# GBR's keep eating their eggs



## DigzTheBeatz (Dec 6, 2010)

I have had my GBR's for 2 weeks and they have already spawned twice. The first weekend I got them and then the other day. Sadly, they just ate this spawn. Woke up to no eggs today. I know they will eat there first few spawns. Since they ate the first 2 spawns will the next one be safe? If not, I'm thinking of moving them out of the 10 gal and into my 45 gal after they spawn again to save the eggs. Any suggestions?


----------



## emc7 (Jul 23, 2005)

Do they vanish at light's out? You can try leaving the lights on. Or you can try to raise the fry yourself. Its just like angel eggs. Air stone, anti-fungal. Pick off white eggs with tweezers. Read up. Much easier if you can get mom and dad to do it.


----------



## DigzTheBeatz (Dec 6, 2010)

Yes, when I go to sleep the eggs are still there. When I wake up and check, they are gone. :/
I was hoping to leave the parents in there since I read they do raise their fry. Unfortunately, new parents do eat their first few batches. Maybe now that they have eaten their first 2 batches they got it out of their system?


----------



## emc7 (Jul 23, 2005)

leave the tank light on or a light in the room for a few days next time there are eggs. Something about the dark seems to trigger eating eggs.


----------



## Ladayen (Jun 20, 2011)

Cant think off hand, what are GBR's?

Cichlids in general are good parents but it can take a little while for them to figure out the right way. Theres no magic number of spawns where they suddenly know what to do, but three does seem to be a popular number.

I've heard it's not necessarily the dark itself but the sudden switch from light to dark. If you turn the lights off earlier while it's still daylight so it slowly darkens or as emc mentioned leave another light in the room on, preferably one with a dimmer on it, so you can gradually adjust the light.


----------



## DigzTheBeatz (Dec 6, 2010)

GBR's are German Blue Rams. Hmmmm... I don't have any lights near by on a dimmer, but there are other lights around I could leave on that would be a softer light. Guess I'll have to wait a couple weeks to try it out. Thankfully, they are a great pair and spawn frequently. 2 weeks when they spawned again!!


----------



## lohachata (Jan 27, 2006)

digz....if it were me , i would set up a planted 15 for the pair..maybe a couple of dwarf cories.....you could use a 10 , but the 15 would give a little more room for raising the fry...


----------



## DigzTheBeatz (Dec 6, 2010)

Hmmmm... I'll have to look into that and keep my eyes open for a 15g. 
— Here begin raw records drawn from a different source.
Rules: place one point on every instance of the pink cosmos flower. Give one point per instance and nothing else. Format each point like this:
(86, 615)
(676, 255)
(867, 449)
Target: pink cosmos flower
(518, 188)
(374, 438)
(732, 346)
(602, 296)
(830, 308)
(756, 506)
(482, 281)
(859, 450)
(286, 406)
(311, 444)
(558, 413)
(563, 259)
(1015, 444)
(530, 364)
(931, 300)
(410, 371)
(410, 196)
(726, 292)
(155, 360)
And thanks for the samples! I can't wait for my GBR's to spawn again.


----------



## DigzTheBeatz (Dec 6, 2010)

Didn't get time to find a 15 gallon. They already spawned again. Real quick this time. Only 1 week after the last spawn and twice the size of the last spawn. I've been feeding the parents a little more so they wont be so hungry to eat their eggs. It's been 2 days and the eggs look good. They have changed color and I can see a gray/black line that I assuming in the newly forming baby. I'm really excited. The parents seem a lot more attentive to this batch as well. (Keeping my fingers crossed that they wont eat this batch)


----------